From the moment that Scott receives a phone-call in November 2003 advising that he is to be deployed to Camp Anaconda, Iraq, he keeps a journal. This fascinating and gripping book is the result of those entries. Scott is skilled in aviation hydraulics and is placed in the Component Repair Platoon, so LINES IN THE SAND is not an action-packed combat read but a contemplative, primary-source narrative of his personal journey. Scott’s writing is intelligently sublime and shot through with an eloquent seam of poetry which is unusual for a book of this genre. It reads beautifully; measured yet flowing and totally absorbing. It is obvious through the elegant prose that Scott has an introspective, sensitive personality; truly a writer’s soul. Consequently, the reader feels a sense of foreboding which begins with the deeply depressing atmosphere of Fort Knox in Kentucky. The scale of sheer incompetence from top military administration in handling these men at training stage and beyond is breathtaking. The lack of guidance, instruction or clarity leads to days of enervating limbo, sapping any last vestige of mental strength. It would be laughably Kafkaesque if not so utterly shocking. The abject squalor in which the soldiers exist whilst in Camp Anaconda reduces many to base, animal degradation and psychological collapse. It is appalling as it is compelling and raises profoundly disturbing questions about the plausibility and management of modern warfare, as well as examining who we truly become when the veneer of respectability is torn away.
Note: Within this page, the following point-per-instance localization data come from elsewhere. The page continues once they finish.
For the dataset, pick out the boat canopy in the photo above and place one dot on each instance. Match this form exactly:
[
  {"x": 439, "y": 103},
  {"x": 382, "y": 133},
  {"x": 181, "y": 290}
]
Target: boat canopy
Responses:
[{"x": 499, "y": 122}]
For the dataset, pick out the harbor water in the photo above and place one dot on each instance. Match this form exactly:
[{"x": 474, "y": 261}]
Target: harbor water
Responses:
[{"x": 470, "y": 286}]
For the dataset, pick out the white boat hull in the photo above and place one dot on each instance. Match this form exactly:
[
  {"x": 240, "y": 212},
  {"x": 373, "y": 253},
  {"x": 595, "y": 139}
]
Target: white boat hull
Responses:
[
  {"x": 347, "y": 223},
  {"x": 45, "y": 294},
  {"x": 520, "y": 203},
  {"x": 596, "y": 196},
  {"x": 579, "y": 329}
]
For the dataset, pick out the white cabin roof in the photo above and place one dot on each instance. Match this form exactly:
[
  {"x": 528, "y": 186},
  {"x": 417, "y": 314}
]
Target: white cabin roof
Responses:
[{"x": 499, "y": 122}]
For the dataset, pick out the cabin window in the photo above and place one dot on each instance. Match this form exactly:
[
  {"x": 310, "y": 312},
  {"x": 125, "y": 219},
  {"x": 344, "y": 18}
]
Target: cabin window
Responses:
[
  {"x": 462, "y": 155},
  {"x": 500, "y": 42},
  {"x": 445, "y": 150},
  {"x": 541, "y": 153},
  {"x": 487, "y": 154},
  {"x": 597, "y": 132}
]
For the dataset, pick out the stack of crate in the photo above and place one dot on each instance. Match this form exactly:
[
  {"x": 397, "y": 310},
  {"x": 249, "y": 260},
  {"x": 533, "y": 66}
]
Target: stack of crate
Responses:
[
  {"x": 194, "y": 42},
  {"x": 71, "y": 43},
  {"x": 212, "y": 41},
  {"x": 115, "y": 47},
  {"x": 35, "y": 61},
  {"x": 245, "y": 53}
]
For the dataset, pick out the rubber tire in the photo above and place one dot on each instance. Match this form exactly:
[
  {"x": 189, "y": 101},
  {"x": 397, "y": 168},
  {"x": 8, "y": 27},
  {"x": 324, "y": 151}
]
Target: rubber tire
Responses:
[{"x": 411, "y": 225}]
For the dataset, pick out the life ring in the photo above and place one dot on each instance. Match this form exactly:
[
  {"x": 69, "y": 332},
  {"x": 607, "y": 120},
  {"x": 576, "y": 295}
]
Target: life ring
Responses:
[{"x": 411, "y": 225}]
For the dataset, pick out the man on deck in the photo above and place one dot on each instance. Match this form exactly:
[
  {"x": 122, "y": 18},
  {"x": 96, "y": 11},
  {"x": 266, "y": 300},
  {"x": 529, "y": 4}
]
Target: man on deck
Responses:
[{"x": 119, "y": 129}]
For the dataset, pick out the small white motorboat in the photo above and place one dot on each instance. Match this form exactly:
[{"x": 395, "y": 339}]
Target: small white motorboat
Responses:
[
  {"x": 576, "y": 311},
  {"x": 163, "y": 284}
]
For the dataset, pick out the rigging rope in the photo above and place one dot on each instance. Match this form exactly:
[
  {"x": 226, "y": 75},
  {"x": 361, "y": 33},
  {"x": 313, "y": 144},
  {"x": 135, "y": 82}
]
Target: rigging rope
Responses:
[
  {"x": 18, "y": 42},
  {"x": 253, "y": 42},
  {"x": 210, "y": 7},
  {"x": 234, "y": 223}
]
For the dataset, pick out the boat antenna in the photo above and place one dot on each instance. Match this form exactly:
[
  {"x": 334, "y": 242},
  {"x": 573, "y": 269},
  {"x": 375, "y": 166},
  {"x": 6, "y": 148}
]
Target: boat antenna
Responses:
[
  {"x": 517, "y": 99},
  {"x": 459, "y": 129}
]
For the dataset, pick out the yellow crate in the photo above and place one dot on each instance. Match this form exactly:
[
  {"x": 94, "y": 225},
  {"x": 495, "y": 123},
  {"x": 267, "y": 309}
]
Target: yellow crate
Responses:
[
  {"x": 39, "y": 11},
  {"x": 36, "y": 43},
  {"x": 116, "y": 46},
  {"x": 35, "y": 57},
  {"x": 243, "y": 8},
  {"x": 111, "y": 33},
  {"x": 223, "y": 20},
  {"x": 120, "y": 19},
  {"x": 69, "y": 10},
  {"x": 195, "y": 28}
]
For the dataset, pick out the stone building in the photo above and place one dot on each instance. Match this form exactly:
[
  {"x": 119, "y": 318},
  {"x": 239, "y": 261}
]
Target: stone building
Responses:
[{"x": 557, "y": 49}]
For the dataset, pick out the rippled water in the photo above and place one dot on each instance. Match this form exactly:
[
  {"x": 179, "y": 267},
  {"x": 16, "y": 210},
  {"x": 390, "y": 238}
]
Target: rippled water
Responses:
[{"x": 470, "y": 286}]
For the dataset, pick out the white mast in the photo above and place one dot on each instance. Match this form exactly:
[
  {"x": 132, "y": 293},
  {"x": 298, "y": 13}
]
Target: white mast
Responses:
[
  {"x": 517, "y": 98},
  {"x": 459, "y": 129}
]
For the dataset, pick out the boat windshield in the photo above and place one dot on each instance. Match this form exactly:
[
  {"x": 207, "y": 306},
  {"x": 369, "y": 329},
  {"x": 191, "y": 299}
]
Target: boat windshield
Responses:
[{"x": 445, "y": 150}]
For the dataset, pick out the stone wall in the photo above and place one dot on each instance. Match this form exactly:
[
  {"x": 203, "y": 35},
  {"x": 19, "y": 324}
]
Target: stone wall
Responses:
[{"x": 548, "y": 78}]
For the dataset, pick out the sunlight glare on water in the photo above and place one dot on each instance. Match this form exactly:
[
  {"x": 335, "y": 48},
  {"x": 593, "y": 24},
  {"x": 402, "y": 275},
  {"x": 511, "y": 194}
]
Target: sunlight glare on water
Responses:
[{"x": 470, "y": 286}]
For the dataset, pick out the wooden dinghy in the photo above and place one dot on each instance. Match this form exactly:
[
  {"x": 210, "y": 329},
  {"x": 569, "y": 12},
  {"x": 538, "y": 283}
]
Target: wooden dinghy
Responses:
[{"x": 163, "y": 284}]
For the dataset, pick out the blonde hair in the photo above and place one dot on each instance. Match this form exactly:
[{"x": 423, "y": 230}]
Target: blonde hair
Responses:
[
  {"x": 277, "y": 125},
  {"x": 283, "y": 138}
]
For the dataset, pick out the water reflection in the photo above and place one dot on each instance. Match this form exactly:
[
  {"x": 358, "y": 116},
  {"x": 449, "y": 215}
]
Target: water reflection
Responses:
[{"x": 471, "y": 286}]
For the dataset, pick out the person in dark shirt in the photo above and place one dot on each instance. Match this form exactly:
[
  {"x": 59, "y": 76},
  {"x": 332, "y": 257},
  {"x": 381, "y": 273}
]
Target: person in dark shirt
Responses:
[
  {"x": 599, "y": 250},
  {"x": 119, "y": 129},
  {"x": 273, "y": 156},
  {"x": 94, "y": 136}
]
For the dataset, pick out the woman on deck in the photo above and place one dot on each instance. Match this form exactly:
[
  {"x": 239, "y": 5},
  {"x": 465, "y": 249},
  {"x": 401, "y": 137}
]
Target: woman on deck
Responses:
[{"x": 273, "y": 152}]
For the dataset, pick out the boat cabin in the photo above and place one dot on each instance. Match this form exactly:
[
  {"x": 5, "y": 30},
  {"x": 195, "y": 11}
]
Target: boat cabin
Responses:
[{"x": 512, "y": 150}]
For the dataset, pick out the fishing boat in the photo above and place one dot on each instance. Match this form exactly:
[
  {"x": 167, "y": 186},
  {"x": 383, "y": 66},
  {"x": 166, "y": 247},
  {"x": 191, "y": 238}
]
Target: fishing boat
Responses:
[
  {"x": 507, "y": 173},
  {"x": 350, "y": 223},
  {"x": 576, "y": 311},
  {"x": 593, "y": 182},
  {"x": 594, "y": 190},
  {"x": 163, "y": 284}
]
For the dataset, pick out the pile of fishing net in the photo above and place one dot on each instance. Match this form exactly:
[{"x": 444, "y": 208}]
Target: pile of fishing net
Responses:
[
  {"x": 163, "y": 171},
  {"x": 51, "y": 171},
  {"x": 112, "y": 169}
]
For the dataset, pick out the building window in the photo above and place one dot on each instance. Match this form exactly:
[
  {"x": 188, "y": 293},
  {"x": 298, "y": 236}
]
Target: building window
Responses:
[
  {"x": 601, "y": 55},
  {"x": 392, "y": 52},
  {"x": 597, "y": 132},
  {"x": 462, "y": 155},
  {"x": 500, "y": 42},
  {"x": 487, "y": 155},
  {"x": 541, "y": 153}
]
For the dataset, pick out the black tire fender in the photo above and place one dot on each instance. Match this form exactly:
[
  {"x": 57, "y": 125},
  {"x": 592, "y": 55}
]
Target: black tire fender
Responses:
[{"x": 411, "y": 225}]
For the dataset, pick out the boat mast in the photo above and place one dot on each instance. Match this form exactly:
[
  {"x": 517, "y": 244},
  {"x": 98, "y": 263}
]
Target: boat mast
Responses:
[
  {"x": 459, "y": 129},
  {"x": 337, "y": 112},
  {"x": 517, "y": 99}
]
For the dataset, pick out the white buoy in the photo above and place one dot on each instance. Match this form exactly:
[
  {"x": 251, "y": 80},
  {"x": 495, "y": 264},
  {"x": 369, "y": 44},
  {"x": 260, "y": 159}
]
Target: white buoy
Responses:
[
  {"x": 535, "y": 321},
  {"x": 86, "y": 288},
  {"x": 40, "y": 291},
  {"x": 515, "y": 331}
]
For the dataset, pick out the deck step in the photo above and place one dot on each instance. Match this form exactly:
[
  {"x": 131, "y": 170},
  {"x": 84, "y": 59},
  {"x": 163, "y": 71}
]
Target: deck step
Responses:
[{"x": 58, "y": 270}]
The Middle East is wonderfully realized through consistent reference to its landscape; the searing heat, spectacular sunsets and perpetual sand. Scott’s visceral description of the effects of the desert elements on both his mental and physical wellbeing really brings the inhospitable environment into sharp, uncomfortable focus. His considered understanding of the reasoning behind the Iraqis’ retaliations is refreshing.
However, LINES IN THE SAND is not just about the traumatic effect of military conflict. Scott leaves for Iraq happily married to Rita; he touchingly writes of an all-consuming love for her and their life in Montana. Rita’s communications keep Scott going in the bewilderingly brutal early days but it becomes painfully obvious from her detached, sporadic responses that Rita is beginning to withdraw from the marriage. The raw agony expressed in the journals by Scott as realization sets in is harrowing and almost voyeuristic to read, exacerbated by the continual fear of death as he endures the unremitting nightly mortar shelling. His subsequent struggles with PTSD, homelessness and alcoholism following his return from Iraq are equally heart-rending and poignantly expressed. It’s testament to his underlying mental fortitude that he eventually attains a level of acceptance and harmony.
LINES IN THE SAND is a profound, thought-provoking and cerebral chronicle of one man’s soul-destroying tour of duty in Iraq and how he managed to overcome its legacy of chaos.